Bereits einige Male wurden wir aktiv von Kunden bezüglich der DSGVO angefragt. Oft wird gefragt, was denn nun genau die Auswirkungen auf Unternehmen seien. Gerne informieren wir Kunden vor Ort über die datenschutzrechtliche Entwicklung. Aufgrund der Nachfrage von bestehenden und potenziellen Kunden nach der DSGVO halten wir auch Events mit Partnern ab, wie beispielsweise den "Public Sector Round Table on GDPR", der am 24. April stattfand, und den Acceleris gemeinsam mit Oracle organisierte.

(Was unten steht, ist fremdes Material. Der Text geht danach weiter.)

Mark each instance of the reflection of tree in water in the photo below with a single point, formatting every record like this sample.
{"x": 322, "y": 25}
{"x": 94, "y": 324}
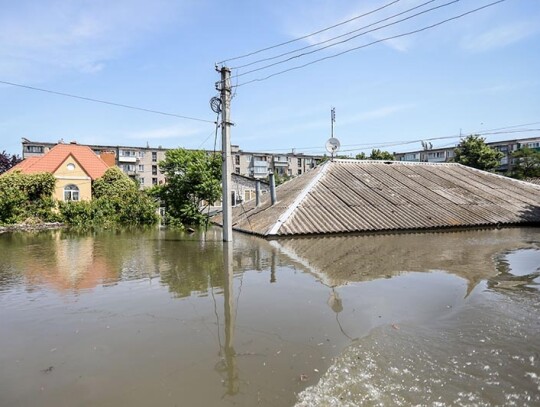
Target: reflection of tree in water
{"x": 506, "y": 280}
{"x": 188, "y": 268}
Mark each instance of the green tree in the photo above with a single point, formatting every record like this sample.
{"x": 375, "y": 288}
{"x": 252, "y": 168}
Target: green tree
{"x": 193, "y": 181}
{"x": 473, "y": 151}
{"x": 526, "y": 163}
{"x": 8, "y": 161}
{"x": 24, "y": 196}
{"x": 361, "y": 156}
{"x": 377, "y": 154}
{"x": 116, "y": 201}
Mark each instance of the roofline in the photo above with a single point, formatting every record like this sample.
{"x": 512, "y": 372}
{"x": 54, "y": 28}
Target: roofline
{"x": 285, "y": 215}
{"x": 50, "y": 143}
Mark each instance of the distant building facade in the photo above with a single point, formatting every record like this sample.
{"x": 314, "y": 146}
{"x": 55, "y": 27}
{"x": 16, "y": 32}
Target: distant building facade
{"x": 441, "y": 155}
{"x": 142, "y": 163}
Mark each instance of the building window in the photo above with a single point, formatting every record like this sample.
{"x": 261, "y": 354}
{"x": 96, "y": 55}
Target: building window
{"x": 127, "y": 153}
{"x": 71, "y": 193}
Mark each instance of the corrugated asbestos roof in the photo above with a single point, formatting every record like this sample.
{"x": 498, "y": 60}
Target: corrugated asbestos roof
{"x": 351, "y": 196}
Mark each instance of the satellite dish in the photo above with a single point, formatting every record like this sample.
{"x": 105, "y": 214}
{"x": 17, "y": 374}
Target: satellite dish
{"x": 332, "y": 145}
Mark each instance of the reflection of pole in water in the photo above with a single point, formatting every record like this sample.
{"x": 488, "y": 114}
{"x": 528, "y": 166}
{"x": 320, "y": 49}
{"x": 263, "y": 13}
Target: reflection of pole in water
{"x": 335, "y": 302}
{"x": 273, "y": 267}
{"x": 232, "y": 381}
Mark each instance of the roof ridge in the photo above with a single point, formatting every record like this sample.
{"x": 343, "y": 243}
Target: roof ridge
{"x": 285, "y": 215}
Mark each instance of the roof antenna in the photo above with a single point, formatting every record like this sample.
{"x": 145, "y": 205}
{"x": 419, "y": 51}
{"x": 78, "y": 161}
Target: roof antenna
{"x": 332, "y": 145}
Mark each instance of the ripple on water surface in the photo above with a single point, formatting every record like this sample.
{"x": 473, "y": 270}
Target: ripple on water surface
{"x": 486, "y": 354}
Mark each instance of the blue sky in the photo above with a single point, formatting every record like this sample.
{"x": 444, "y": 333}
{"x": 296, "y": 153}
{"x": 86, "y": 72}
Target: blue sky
{"x": 473, "y": 74}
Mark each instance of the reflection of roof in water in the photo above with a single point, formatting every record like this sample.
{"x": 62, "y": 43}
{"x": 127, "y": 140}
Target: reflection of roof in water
{"x": 347, "y": 196}
{"x": 338, "y": 260}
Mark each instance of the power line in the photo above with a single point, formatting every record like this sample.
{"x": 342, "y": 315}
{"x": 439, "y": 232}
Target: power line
{"x": 346, "y": 34}
{"x": 308, "y": 35}
{"x": 106, "y": 102}
{"x": 366, "y": 146}
{"x": 372, "y": 43}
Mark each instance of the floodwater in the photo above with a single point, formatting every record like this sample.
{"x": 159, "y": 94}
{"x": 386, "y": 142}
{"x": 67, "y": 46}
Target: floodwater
{"x": 165, "y": 318}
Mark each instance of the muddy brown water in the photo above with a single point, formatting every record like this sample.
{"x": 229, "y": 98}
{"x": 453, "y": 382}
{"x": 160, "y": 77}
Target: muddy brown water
{"x": 164, "y": 318}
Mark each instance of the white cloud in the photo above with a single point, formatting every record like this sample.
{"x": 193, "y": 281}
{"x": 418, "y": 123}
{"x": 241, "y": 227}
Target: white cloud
{"x": 499, "y": 37}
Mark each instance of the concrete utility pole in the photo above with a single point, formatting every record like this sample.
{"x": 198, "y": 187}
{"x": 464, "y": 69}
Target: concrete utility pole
{"x": 226, "y": 153}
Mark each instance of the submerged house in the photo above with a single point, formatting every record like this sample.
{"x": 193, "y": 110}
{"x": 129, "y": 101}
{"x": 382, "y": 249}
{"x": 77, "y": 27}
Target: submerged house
{"x": 359, "y": 196}
{"x": 74, "y": 166}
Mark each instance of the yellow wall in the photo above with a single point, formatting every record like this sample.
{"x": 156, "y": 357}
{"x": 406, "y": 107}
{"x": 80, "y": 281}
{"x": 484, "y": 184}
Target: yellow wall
{"x": 76, "y": 176}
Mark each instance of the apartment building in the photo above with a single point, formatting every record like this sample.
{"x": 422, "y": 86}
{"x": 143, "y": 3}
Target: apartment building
{"x": 142, "y": 163}
{"x": 447, "y": 154}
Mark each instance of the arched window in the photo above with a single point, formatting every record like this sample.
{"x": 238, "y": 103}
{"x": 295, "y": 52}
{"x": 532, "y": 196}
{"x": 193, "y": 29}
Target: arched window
{"x": 71, "y": 193}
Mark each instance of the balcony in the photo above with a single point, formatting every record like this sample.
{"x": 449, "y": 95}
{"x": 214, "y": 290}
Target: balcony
{"x": 127, "y": 159}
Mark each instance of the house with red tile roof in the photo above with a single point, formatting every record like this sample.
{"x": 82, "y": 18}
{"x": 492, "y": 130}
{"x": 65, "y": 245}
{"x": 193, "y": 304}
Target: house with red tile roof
{"x": 74, "y": 166}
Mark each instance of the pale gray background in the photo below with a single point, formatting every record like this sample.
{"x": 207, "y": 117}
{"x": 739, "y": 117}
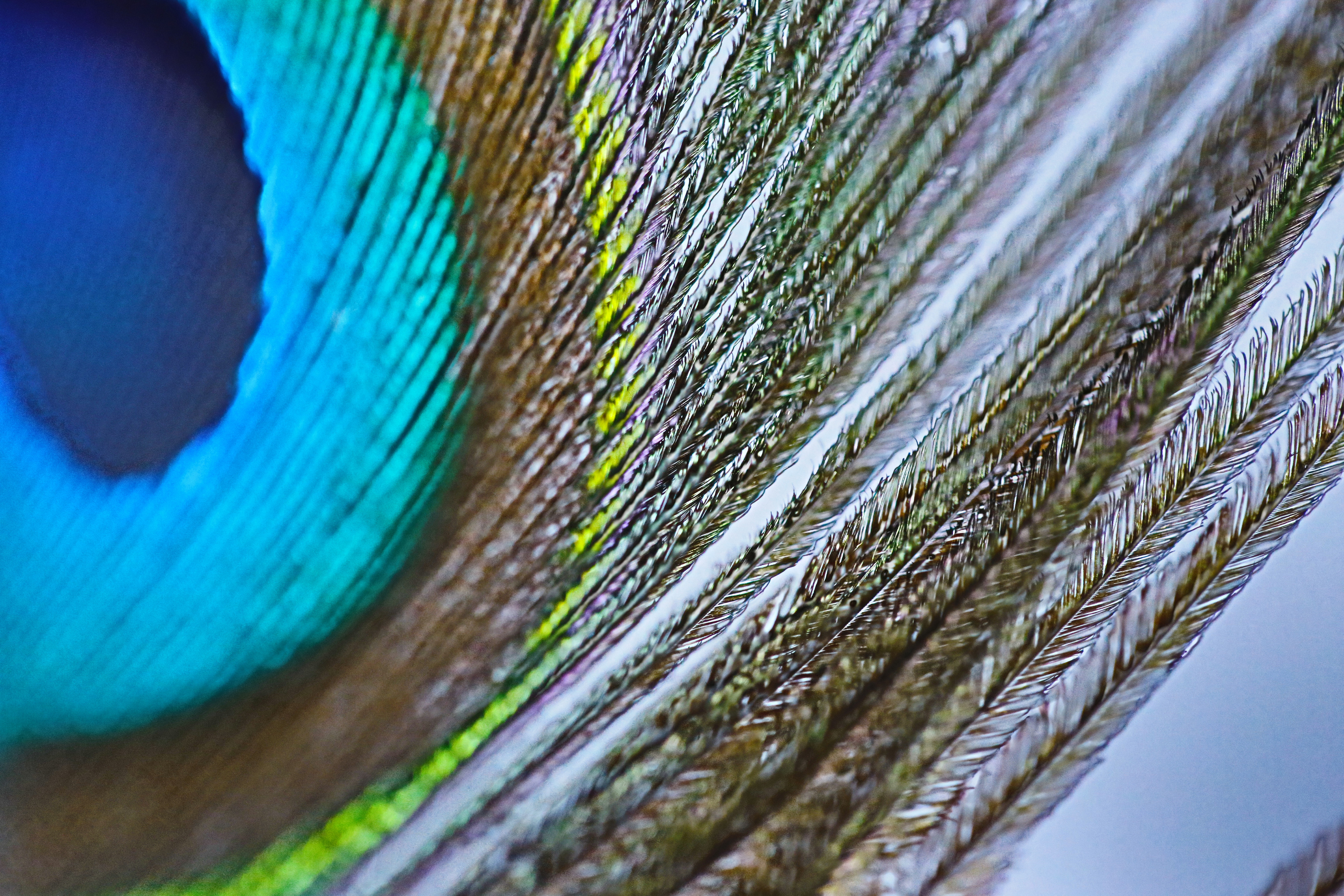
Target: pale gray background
{"x": 1237, "y": 761}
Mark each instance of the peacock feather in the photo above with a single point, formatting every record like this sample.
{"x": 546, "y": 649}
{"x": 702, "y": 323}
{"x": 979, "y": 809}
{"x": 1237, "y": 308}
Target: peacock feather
{"x": 631, "y": 449}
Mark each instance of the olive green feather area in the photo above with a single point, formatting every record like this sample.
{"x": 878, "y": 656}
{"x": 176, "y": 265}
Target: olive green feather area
{"x": 873, "y": 401}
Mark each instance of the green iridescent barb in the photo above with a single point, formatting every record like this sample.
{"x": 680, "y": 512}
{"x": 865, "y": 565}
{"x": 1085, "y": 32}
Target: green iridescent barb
{"x": 866, "y": 404}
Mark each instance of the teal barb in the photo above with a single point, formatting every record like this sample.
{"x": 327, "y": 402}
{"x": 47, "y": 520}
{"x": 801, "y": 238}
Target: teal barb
{"x": 687, "y": 448}
{"x": 130, "y": 597}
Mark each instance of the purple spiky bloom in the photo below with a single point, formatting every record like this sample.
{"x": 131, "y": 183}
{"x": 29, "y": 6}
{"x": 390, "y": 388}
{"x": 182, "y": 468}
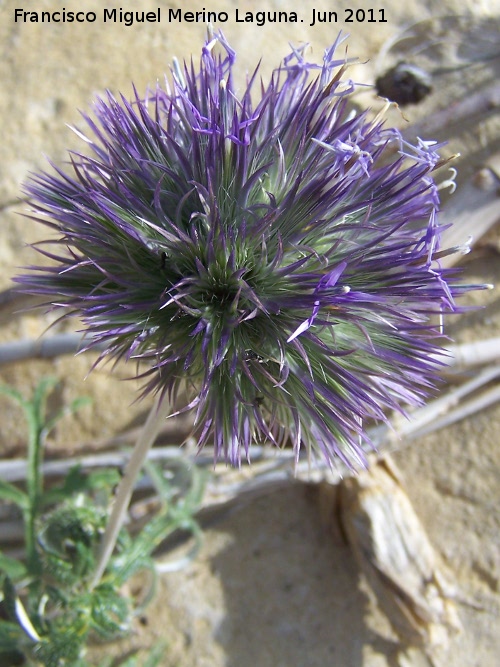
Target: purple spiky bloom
{"x": 276, "y": 259}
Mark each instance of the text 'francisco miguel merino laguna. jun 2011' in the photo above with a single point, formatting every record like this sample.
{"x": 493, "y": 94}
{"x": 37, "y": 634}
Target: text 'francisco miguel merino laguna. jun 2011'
{"x": 178, "y": 15}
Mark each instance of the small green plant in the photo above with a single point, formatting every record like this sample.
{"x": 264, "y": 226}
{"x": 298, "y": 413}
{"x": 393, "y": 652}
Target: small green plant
{"x": 49, "y": 609}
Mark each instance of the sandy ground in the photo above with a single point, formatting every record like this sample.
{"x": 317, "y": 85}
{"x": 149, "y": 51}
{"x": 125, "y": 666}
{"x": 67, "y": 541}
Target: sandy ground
{"x": 276, "y": 583}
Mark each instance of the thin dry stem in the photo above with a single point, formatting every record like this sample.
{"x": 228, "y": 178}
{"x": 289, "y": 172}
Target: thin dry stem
{"x": 125, "y": 489}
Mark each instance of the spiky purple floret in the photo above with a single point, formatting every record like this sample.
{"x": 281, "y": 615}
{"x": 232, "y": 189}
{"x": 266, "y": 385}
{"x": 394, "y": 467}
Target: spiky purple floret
{"x": 277, "y": 258}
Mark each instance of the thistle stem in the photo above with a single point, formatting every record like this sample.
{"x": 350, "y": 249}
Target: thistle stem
{"x": 125, "y": 488}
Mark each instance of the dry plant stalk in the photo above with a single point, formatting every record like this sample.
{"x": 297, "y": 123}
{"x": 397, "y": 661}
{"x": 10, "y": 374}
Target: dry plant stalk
{"x": 397, "y": 558}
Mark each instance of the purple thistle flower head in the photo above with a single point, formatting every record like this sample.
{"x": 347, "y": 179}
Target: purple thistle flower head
{"x": 275, "y": 258}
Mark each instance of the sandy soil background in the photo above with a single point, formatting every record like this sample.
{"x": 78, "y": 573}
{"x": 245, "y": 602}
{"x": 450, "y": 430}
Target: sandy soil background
{"x": 276, "y": 584}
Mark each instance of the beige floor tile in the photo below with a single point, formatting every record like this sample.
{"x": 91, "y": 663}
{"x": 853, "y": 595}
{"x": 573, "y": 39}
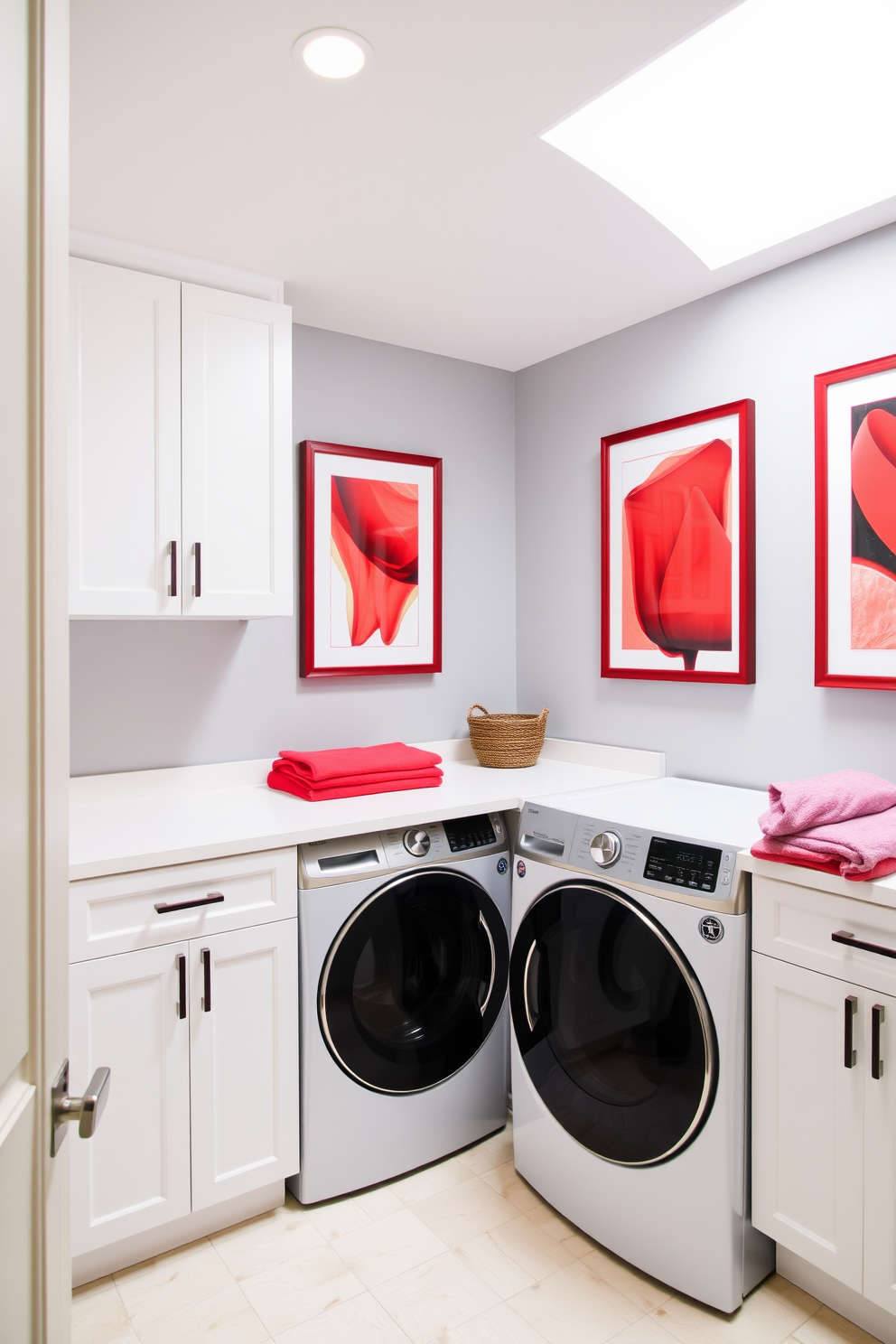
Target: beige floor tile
{"x": 554, "y": 1225}
{"x": 301, "y": 1288}
{"x": 185, "y": 1296}
{"x": 490, "y": 1153}
{"x": 430, "y": 1181}
{"x": 434, "y": 1297}
{"x": 463, "y": 1211}
{"x": 98, "y": 1315}
{"x": 575, "y": 1307}
{"x": 361, "y": 1320}
{"x": 499, "y": 1325}
{"x": 772, "y": 1312}
{"x": 493, "y": 1266}
{"x": 645, "y": 1292}
{"x": 266, "y": 1241}
{"x": 508, "y": 1183}
{"x": 379, "y": 1203}
{"x": 537, "y": 1253}
{"x": 388, "y": 1247}
{"x": 338, "y": 1217}
{"x": 826, "y": 1327}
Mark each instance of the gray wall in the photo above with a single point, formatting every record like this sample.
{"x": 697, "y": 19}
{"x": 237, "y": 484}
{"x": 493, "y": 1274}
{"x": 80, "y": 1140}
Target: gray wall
{"x": 148, "y": 694}
{"x": 763, "y": 339}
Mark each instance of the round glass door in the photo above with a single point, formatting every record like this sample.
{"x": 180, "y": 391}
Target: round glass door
{"x": 414, "y": 981}
{"x": 611, "y": 1023}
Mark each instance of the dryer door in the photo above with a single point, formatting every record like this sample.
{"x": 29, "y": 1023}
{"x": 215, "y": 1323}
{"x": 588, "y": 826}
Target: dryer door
{"x": 611, "y": 1023}
{"x": 414, "y": 981}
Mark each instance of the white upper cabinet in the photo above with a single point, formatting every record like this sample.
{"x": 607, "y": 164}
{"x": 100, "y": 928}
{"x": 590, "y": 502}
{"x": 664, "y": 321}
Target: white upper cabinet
{"x": 124, "y": 471}
{"x": 182, "y": 484}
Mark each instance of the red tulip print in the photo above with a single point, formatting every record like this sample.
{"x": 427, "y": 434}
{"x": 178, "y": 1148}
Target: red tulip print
{"x": 680, "y": 551}
{"x": 374, "y": 530}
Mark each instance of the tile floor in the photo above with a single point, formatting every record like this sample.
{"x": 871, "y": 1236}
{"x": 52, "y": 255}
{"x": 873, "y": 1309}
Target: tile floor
{"x": 458, "y": 1253}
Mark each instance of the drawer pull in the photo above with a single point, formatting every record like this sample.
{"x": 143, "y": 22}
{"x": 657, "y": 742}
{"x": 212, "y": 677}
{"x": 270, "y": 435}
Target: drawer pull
{"x": 211, "y": 900}
{"x": 876, "y": 1062}
{"x": 182, "y": 985}
{"x": 206, "y": 979}
{"x": 851, "y": 1004}
{"x": 852, "y": 941}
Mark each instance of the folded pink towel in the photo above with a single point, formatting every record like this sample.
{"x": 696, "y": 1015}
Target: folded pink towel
{"x": 862, "y": 848}
{"x": 824, "y": 800}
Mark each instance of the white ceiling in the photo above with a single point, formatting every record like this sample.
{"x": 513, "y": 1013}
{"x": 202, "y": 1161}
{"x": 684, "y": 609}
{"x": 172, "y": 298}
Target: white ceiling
{"x": 413, "y": 204}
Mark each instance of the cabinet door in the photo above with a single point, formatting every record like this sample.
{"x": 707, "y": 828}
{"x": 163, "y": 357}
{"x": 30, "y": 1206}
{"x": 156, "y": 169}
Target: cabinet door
{"x": 880, "y": 1153}
{"x": 124, "y": 462}
{"x": 135, "y": 1172}
{"x": 237, "y": 454}
{"x": 243, "y": 1060}
{"x": 807, "y": 1106}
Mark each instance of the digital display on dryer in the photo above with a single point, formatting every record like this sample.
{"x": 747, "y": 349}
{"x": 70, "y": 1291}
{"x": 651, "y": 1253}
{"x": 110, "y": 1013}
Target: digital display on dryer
{"x": 680, "y": 864}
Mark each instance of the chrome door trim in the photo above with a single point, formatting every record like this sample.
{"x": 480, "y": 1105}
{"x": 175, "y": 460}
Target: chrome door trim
{"x": 696, "y": 994}
{"x": 441, "y": 870}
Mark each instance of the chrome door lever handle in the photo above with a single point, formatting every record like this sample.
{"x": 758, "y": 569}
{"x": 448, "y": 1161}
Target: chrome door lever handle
{"x": 86, "y": 1109}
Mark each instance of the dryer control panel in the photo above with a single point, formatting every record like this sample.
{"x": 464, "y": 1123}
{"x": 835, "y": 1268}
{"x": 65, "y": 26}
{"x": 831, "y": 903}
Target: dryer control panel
{"x": 676, "y": 866}
{"x": 350, "y": 858}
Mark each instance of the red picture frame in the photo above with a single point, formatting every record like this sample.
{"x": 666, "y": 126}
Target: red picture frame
{"x": 371, "y": 562}
{"x": 667, "y": 490}
{"x": 854, "y": 490}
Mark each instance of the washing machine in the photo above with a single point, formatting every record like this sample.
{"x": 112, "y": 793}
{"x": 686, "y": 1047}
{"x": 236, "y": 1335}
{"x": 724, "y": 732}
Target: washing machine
{"x": 630, "y": 1055}
{"x": 403, "y": 1016}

Eine Wiederholung des Events in der Westschweiz ist bereits geplant.

Acceleris bietet mit Nubiq auch eine Cloud an. Wie beeinflusst die EU-DSGVO die Cloud?

Die Cloud ist stets ein Vertrauensgeschäft. Ein Cloud-Provider überzeugt Kunden, indem er mit seiner ehrlichen, professionellen und transparenten Dienstleistung das Vertrauen der Kunden gewinnt. Angesichts der EU-DSGVO sind diese Grundsätze nun sogar eine Pflicht. Insgesamt wird die gesamte Cloud-Computing-Branche durch diese Transparenzvorschriften und dem daraus resultierenden Vertrauen gegenüber der Cloud profitieren. Aus­serdem bedeutet die gegenwärtige Entwicklung im Datenschutzbereich, dass die Themen Datensicherheit und (IT-)Recht für Cloud-Provider schon jetzt sehr wichtig sind und stetig an Bedeutung gewinnen. Acceleris trägt dem mit zwei von ihren insgesamt fünf ISO-Zertifizierungen gründlich Rechnung, nämlich in Informationssicherheit (ISO 27001) und in Datenschutz für Cloud-Dienste (ISO 27018). Ausser diesen alljährlichen externen ISO-Überprüfungen ist uns wichtig, unsere Cloud-Plattform regelmässig einem externen Penetration-Test zu unterziehen. Zudem ermöglicht uns die Schaffung einer internen Legal-&-Compliance-Stelle Mitarbeitende regelmässig zu datenschutzrechtlichen Entwicklungen und Fragestellungen zu schulen und eine stetige Überprüfung unserer Dienstleistungsprozesse, insbesondere im Hinblick auf Datenschutz.

Wer profitiert am meisten vom besseren ­Datenschutz?

Für die Kunden ist ein besserer Datenschutz natürlich wichtig. Zudem können, wie erwähnt, auch Firmen und ganze Branchen profitieren. Ein besserer Datenschutz tut uns allen gut!